Motards en colère du Gers : « La motophobie s'installe dans le pays »


23 avril 2021

Ils sont vent debout contre la mise en place d'un contrôle technique obligatoire imaginé par l’Union Européenne. Une directive imposant dès 2022 la mise en place d’un contrôle technique pour l’ensemble des motos et scooters à deux ou trois roues, à l’image de ce qui se fait déjà pour les voitures et les utilitaires légers. La Fédération Française des Motards en Colère du Gers (FFMC 32) compte exprimer samedi à Pau -avec d'autres fédérations de la région- son hostilité à l'instauration de ce contrôle technique obligatoire. Bruno Laumenerch, coordinateur de l'association, n'y voit aucun utilité.

Qu'est-ce qui coince dans cette mesure ?

Disons qu'au moins, cette idée de réforme a la faculté d'avoir mobilisé l'ensemble des motards français. On occupe le terrain en permanence car cette mesure est un serpent de mer. Il faut savoir que cette mise en place du contrôle technique obligatoire réapparaît régulièrement depuis les années 2000. On prouve pourtant qu'il n'y a pas d'utilité à le rendre obligatoire. Les dernières investigations que nous avons menées confirme la manœuvre des lobbying au niveau européen pour l'imposer. Le rapport MAIDS réalisé sur 5 pays européens concernant l’accidentologie des motards a prouvé que l'état des motos ne rentrait en cause que dans 0,7% des cas d'accidents. Le reste, l'état de moto n'est pas à mettre en cause. La FMMC juge que le motard est capable de vérifier l'état de sa moto, c'est enseigné à l'épreuve du permis de conduire. On sait le faire. C'est surtout une manœuvre économique réalisée sur plusieurs millions de motos en Europe avec une manne financière énorme. Certains députés ne sont pas dupes et montent au créneau. Sans compter les patrons des centres autos qui savent qu'ils vont devoir investir dans du matériel sans savoir si ça va être mis en place.

Beaucoup de motards évoquent ces dernières semaines le terme de « motophobie ». Vous vous sentez discriminés?

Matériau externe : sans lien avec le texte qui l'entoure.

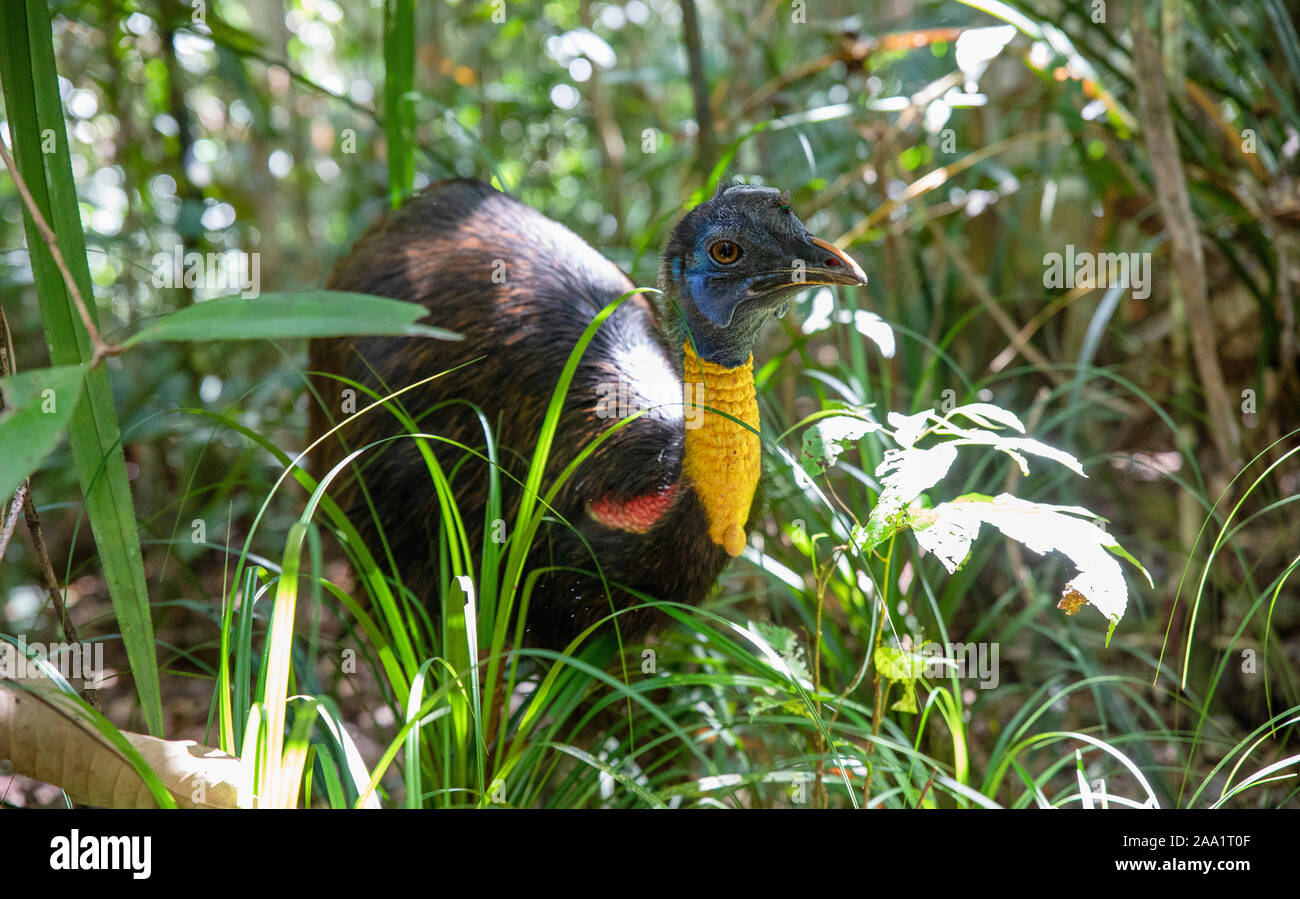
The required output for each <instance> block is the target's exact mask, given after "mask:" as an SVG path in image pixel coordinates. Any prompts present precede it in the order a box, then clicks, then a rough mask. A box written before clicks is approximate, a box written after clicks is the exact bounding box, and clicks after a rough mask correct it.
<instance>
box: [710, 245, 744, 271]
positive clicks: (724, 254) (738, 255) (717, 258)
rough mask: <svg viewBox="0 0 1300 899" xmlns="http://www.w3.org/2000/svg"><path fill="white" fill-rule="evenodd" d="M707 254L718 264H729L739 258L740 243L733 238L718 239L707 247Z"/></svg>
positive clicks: (739, 250)
mask: <svg viewBox="0 0 1300 899" xmlns="http://www.w3.org/2000/svg"><path fill="white" fill-rule="evenodd" d="M708 255H710V256H712V259H714V261H715V262H718V264H720V265H731V264H732V262H735V261H736V260H738V259H740V244H737V243H736V242H733V240H718V242H715V243H714V246H711V247H710V248H708Z"/></svg>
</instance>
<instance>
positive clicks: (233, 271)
mask: <svg viewBox="0 0 1300 899" xmlns="http://www.w3.org/2000/svg"><path fill="white" fill-rule="evenodd" d="M153 286H155V287H157V288H159V290H164V288H178V287H185V288H188V290H204V291H208V292H209V294H212V295H213V296H220V295H222V294H225V292H229V291H234V290H238V291H239V296H242V298H243V299H246V300H248V299H252V298H255V296H257V295H259V294H261V253H246V252H244V251H242V249H226V251H225V252H221V253H200V252H198V251H195V249H191V251H190V252H185V247H182V246H181V244H177V246H175V247H173V248H172V249H170V251H169V252H161V253H153Z"/></svg>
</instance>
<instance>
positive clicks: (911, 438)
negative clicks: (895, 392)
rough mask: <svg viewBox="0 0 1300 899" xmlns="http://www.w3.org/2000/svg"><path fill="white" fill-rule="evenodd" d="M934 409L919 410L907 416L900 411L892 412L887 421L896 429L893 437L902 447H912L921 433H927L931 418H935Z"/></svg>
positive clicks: (899, 445)
mask: <svg viewBox="0 0 1300 899" xmlns="http://www.w3.org/2000/svg"><path fill="white" fill-rule="evenodd" d="M935 417H936V416H935V411H933V409H926V411H924V412H918V413H917V414H911V416H905V414H900V413H898V412H891V413H889V414H888V416H887V417H885V421H888V422H889V426H891V427H893V429H894V433H893V439H894V443H897V444H898V447H900V448H902V449H911V448H913V446H914V444H915V443H917V440H919V439H920V435H922V434H924V433H926V429H927V427H928V426H930V420H931V418H935Z"/></svg>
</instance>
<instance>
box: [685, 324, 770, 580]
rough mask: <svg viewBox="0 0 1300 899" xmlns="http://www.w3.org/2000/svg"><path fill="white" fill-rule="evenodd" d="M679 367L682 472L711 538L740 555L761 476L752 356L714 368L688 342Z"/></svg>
mask: <svg viewBox="0 0 1300 899" xmlns="http://www.w3.org/2000/svg"><path fill="white" fill-rule="evenodd" d="M682 368H684V372H682V379H681V383H682V400H684V401H685V416H684V418H685V424H686V447H685V455H684V457H682V462H681V470H682V474H684V475H685V477H686V478H689V479H690V482H692V485H693V486H694V490H695V495H697V496H698V498H699V501H701V504H702V505H703V507H705V513H706V514H707V516H708V537H710V539H711V540H712V542H714V543H716V544H719V546H722V547H724V548H725V550H727V552H728V555H731V556H738V555H740V553H741V551H742V550H744V548H745V542H746V534H745V522H746V521H749V511H750V504H751V503H753V501H754V491H755V488H757V487H758V478H759V474H761V473H762V443H761V440H759V437H758V398H757V395H755V392H754V356H753V355H750V356H749V359H746V360H745V362H744V364H741V365H737V366H733V368H732V366H724V365H718V364H716V362H710V361H707V360H702V359H699V356H697V355H695V351H694V349H693V347H692V346H690V342H689V340H688V342H685V346H684V360H682ZM719 413H725V414H719ZM727 416H731V417H732V418H736V420H738V421H741V422H744V425H740V424H737V422H736V421H732V418H728V417H727ZM745 425H748V426H749V427H745Z"/></svg>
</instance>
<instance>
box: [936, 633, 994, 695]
mask: <svg viewBox="0 0 1300 899" xmlns="http://www.w3.org/2000/svg"><path fill="white" fill-rule="evenodd" d="M920 655H922V657H923V659H924V661H923V663H922V670H923V674H924V677H926V678H927V679H931V681H937V679H941V678H946V677H953V676H956V677H958V678H959V679H963V681H967V679H972V678H976V677H978V678H979V687H980V690H993V689H995V687H997V683H998V673H997V657H998V644H997V643H926V644H924V646H922V647H920Z"/></svg>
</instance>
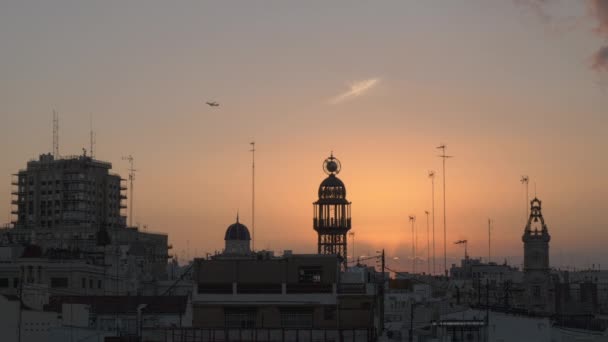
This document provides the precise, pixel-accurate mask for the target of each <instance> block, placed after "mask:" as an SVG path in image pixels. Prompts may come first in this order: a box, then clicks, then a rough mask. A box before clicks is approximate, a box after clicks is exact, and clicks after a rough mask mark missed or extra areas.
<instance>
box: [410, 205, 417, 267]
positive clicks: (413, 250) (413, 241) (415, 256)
mask: <svg viewBox="0 0 608 342" xmlns="http://www.w3.org/2000/svg"><path fill="white" fill-rule="evenodd" d="M410 222H411V223H412V273H414V274H415V273H416V233H415V232H414V224H415V223H416V216H414V215H410Z"/></svg>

Oui. Il y a une ambiance de motophobie qui s'installe dans le pays. On le vit quand on se déplace. Tout ça est véhiculé par des clips de la sécurité routière qui nous fait passer pour des fous dangereux, avec cette focalisation sur la vitesse alors qu'en réalité on respecte autant que les autres. Dès que les gens nous connaissaient d'un peu plus près, il voient qu'on partage la route comme les autres. Les cyclistes sont victimes eux-mêmes d’accidents et vivent notre fragilité sur deux-roues. Ils doivent rejoindre notre combat.

Le président du Gers a récemment évoqué le retour des 90km/h sur 10% du réseau routier gersois. La mise en place des 80 km/h avait valu une impressionnante mobilisation des motards. C'est suffisant ?

On a beaucoup manifesté pendant plus de 6 mois. C'était peine perdue car le Premier ministre avait déjà jeté les dés. Maintenant qu'il a donné l'autorisation aux directions de départements, on a un résultat encore plus incohérent. Peu importe la route qu'on prend, ce ne sera pas la même vitesse, il n'y a aucune cohérence, c'est une mesure qui ne sert à rien. Cette annonce ne fait que rendre un peu plus floue les limitations. Il y a un tas de choses avant de morceler un territoire.

Précision : Le départ pour la manifestation vers Pau se tiendra à deux endroits du Gers, Condom à 9h30 et Auch à 10h30. Après une escale à Tarbes, la fédération rejoindra Pau pour 13 heures.